Curettes : une lame émoussée brunit le tartre au lieu de l'enlever

La curette est la base de l'instrumentation parodontale manuelle, et son rendement dépend presque entièrement d'une condition rarement vérifiée : le fil de la lame.

Une lame usée ne coupe pas le dépôt : elle le comprime et le brunit. Le tartre résiduel devient plus lisse et plus difficile à détecter à la sonde, et la séance suivante part d'une situation dégradée.

Le signe clinique est reconnaissable. Si l'instrument glisse sur la surface au lieu d'accrocher le dépôt, et qu'il faut augmenter la pression pour obtenir un effet, la lame doit être affûtée.

Le contrôle visuel est tout aussi simple : une lame affûtée ne renvoie pas la lumière sur le fil, car le fil est une ligne.
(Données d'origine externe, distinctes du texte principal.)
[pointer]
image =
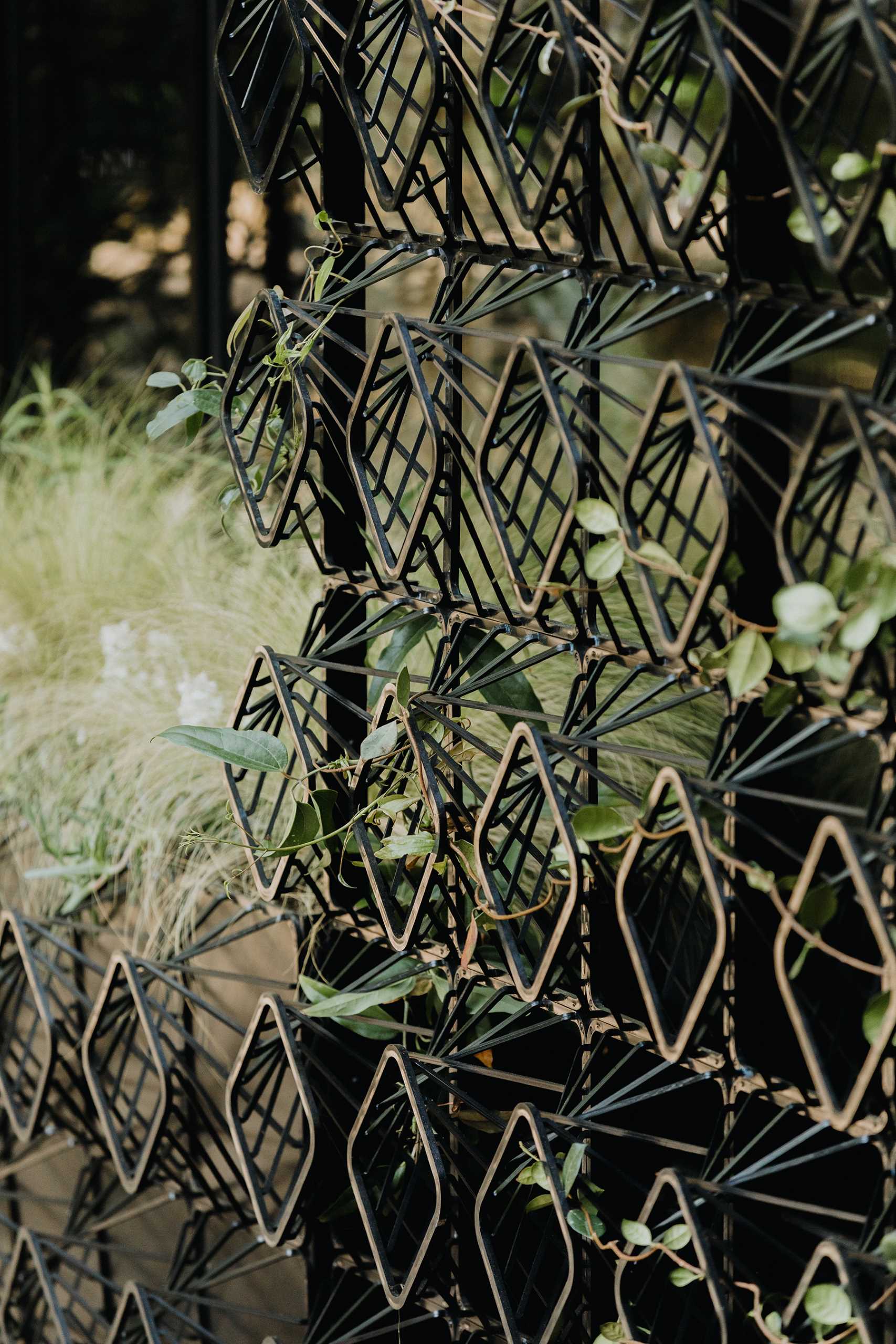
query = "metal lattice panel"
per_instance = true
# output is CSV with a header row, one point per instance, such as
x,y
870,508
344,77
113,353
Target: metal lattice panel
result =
x,y
599,361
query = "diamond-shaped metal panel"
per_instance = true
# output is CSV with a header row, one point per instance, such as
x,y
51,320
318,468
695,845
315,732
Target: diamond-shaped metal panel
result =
x,y
395,444
531,1281
527,443
27,1034
400,885
127,1072
679,84
645,1294
678,440
827,996
397,1174
273,1119
520,102
839,97
667,884
392,81
29,1306
531,873
262,69
268,421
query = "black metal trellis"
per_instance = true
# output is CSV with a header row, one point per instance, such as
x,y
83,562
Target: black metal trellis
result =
x,y
568,269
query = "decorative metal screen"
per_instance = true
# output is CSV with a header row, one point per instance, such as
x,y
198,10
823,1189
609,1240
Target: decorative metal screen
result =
x,y
585,414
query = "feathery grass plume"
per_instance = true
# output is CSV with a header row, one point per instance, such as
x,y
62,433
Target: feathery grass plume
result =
x,y
124,608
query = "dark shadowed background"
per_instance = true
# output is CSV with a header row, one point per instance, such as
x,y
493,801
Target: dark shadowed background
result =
x,y
129,229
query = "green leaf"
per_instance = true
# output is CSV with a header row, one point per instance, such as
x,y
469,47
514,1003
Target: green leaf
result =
x,y
749,663
805,608
75,901
321,277
579,1223
195,371
690,188
655,555
246,749
680,1277
761,879
604,561
636,1233
238,326
381,741
175,413
659,156
777,699
81,869
828,1304
544,56
303,828
227,496
597,517
193,426
534,1175
598,823
793,658
800,226
511,689
573,1166
833,667
849,167
859,629
873,1016
676,1237
402,847
574,105
207,400
818,908
404,687
405,637
340,1007
883,593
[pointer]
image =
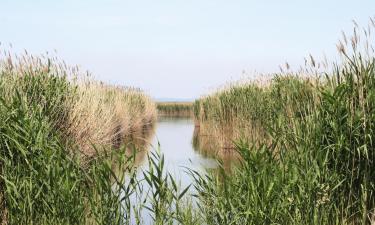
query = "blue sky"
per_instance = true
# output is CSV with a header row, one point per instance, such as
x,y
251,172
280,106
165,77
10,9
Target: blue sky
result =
x,y
179,48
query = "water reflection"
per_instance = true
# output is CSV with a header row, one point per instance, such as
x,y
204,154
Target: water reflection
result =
x,y
209,146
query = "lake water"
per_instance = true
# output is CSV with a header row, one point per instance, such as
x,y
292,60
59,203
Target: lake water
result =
x,y
172,137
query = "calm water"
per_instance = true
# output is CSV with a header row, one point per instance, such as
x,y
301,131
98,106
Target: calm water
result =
x,y
173,137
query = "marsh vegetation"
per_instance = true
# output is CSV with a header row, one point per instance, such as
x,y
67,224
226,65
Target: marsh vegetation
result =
x,y
303,142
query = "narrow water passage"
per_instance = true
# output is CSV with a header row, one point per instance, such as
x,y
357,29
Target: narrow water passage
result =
x,y
173,138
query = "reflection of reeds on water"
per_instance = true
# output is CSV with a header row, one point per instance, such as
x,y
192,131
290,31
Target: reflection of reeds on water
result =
x,y
175,109
210,145
138,144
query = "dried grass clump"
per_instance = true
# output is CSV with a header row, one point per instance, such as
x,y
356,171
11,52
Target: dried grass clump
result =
x,y
86,112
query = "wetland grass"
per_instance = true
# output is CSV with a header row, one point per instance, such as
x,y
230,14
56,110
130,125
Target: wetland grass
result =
x,y
175,109
306,145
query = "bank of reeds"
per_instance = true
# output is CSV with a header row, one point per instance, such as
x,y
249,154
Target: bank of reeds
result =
x,y
175,109
84,111
51,122
306,144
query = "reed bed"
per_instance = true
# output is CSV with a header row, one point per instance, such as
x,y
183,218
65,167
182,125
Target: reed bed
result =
x,y
175,109
306,145
60,135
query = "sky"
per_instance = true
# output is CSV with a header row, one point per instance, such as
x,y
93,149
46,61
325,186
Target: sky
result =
x,y
179,48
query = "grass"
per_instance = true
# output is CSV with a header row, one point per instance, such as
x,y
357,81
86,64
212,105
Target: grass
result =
x,y
305,143
60,136
175,109
306,146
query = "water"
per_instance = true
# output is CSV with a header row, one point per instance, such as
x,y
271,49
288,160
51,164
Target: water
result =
x,y
173,138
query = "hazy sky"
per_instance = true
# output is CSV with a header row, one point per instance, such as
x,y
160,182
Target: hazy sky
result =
x,y
179,48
Une lame usée montre une surface réfléchissante le long du bord.

Les curettes universelles ont deux bords tranchants et une lame à quatre-vingt-dix degrés par rapport au manche. Elles servent partout et conviennent à l'élimination supragingivale et sous-gingivale peu profonde.

Les Gracey ont un seul bord actif et un angle d'environ soixante-dix degrés, qui permet d'adapter la lame à la surface radiculaire avec la bonne inclinaison sans réfléchir à l'angulation.

C'est pourquoi on les préfère en thérapeutique parodontale : la géométrie fait une partie du travail et réduit le risque d'abîmer le cément par un angle erroné.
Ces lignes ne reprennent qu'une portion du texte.